David n’en savait rien. Il avait entendu dire que les filtres utilisés dans les respirateurs étaient très sélectifs. C’est-à-dire qu’on les avait fabriqués pour n’arrêter que certaines substances, et seulement celles-là.
— On peut toujours essayer, dit-il. De toute manière c’est notre seule chance de ne pas nous endormir à la première bouffée d’anesthésique.
Mais pourquoi tiens-tu tellement à savoir ? interrogea l’adolescente. Tu n’as qu’à récupérer tes amis, à les sortir de là et à ne plus t’occuper de ce qui se passe de l’autre côté du mur.
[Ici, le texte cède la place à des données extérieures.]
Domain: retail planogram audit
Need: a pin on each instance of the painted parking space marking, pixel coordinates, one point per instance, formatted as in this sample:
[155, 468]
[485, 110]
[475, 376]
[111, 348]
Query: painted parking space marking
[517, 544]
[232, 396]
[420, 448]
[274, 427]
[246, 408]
— Non, murmura David. On ne peut pas se contenter de ça. Je crois que quelque chose est en train de se dérégler là-bas… Un dérèglement qui va en empirant. Tu vois ce que je veux dire ? Au début, le guérisseur ne s’en prenait qu’aux êtres vivants – les hommes ou les animaux –, mais maintenant il s’attaque à la pierre, aux arbres. Je crois qu’un grand bouleversement se prépare. Quelque chose de terrible, et qu’il faut essayer d’arrêter avant qu’il ne soit trop tard.
Jenny l’écoutait, une expression d’attention extrême sur le visage.
— Tu as sans doute raison, admit-elle. Allons voir ces masques.